Why do you need to audit suppliers for social compliance?
Steve: Well, really you need to be auditing your suppliers because there isn't anyone else that is doing it for you. So if you're concerned about meeting some sort of minimum ethical sourcing requirements you really need to be doing the audit checking for that. You really need to be making sure that the employees are being paid fairly, that they're being paid on time and the working conditions are reasonable.
What are the risks of not conducting a social compliance audit?
Steve: I would say that there are three key risks and the first is you just don't know who you're working with. Is it a supplier that follows the law or is it a supplier that is cutting all kinds of corners to increase profits at the expense of its workers? The second reason is that if you're working with another party like Walmart, and you're supplying to them - or Target or Disney - if you're not auditing them you don't know if your suppliers can actually meet those brand or retailer requirements. So if Walmart says, "okay, we need to do an audit of your factory," now you're in a situation where you don't know if you can pass or not. If you don't pass, in most cases, you're not going to be able to ship your order. The third reason is basically just reputational risk. In late 2012 in Bangladesh, one of Walmart's suppliers had a very significant fire, and it resulted in the building collapsing and over 100 people died. And because Walmart merchandise with Walmart's logo was found there at the scene, it just blew up in Walmart's face. It was a terrible PR disaster and nobody wants to be associated with a factory burning down and innocent people dying. So one of the ways you can avoid all of those issues to begin with is by regularly auditing your suppliers and checking for the kinds of things that can lead to those tragedies.

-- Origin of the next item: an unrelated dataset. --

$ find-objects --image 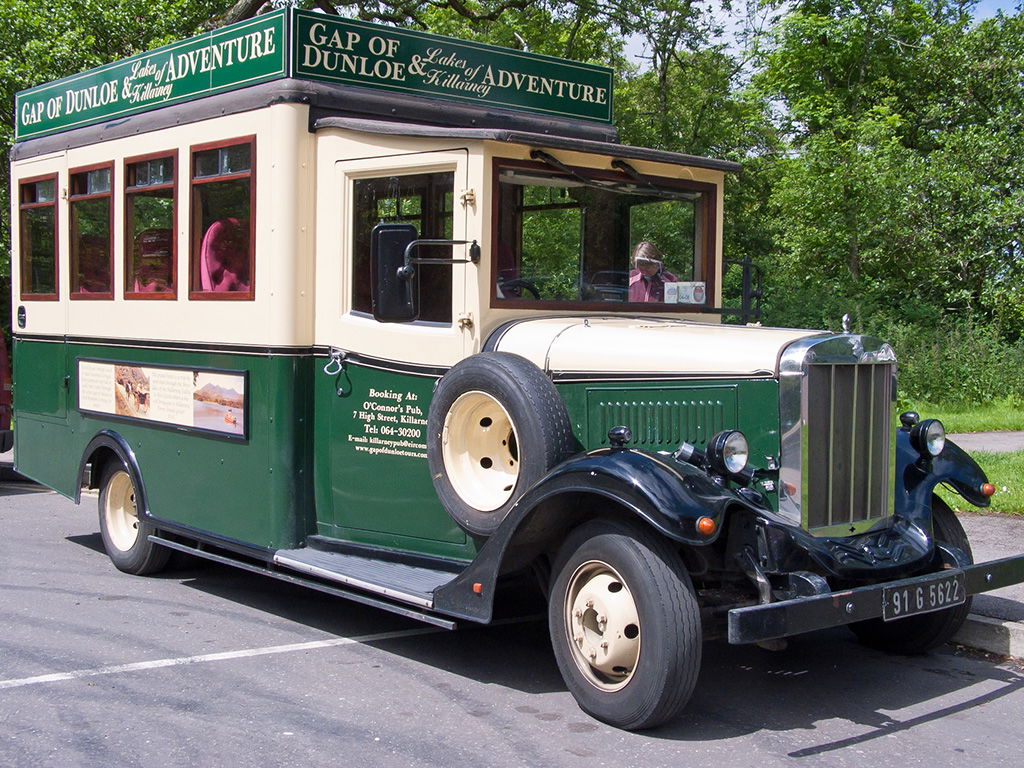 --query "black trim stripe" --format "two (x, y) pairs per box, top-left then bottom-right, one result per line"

Do you think the Bangladesh incident has had a major effect on the number of regulations introduced into manufacturing and the number of social compliance audits conducted these days?

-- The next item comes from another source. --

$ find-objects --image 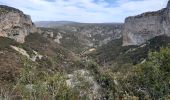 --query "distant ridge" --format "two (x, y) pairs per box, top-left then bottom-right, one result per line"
(35, 21), (123, 28)
(35, 21), (79, 28)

Steve: Absolutely. I was at InTouch at the time when that news broke, and we saw a huge uptick in inquiries just about, "what can we do? What are the rules?" It really brought to light how little people knew about social compliance, how we check for it, what the standards were and what their obligations were as suppliers to Walmart, even. So, in light of that incident, Walmart issued a lot of new mandates for its suppliers, and it totally changed the auditing landscape.

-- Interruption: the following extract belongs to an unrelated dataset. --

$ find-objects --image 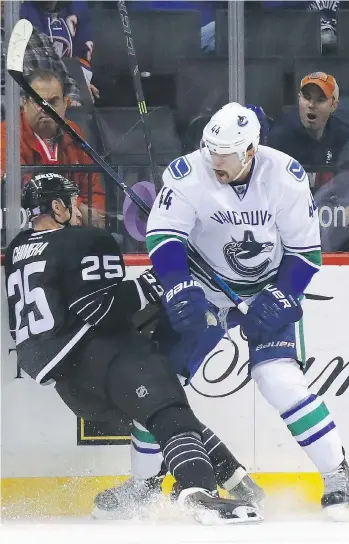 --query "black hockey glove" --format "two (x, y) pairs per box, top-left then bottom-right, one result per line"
(137, 268), (165, 305)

Do you think social compliance audit will contribute to a positive change on the horizon for manufacturing and the way workers are treated?
Steve: Absolutely. Doing a social compliance audit is very invasive and it involves doing private interviews with factory employees. So when you're asking an employee, "are you satisfied with your job? Do you like the meals? Is there anything that you would like to see management do differently?", and they know that those answers are private, psychologically, they're thinking, "do I really like what I do here?" or "do I like my Boss?" They're thinking about these things, and I think that does slowly, albeit probably somewhat measurably, trickle down throughout society over time. So, yes, I do think that the social compliance auditing process and also just how seriously it's beginning to be taken here definitely has a social effect.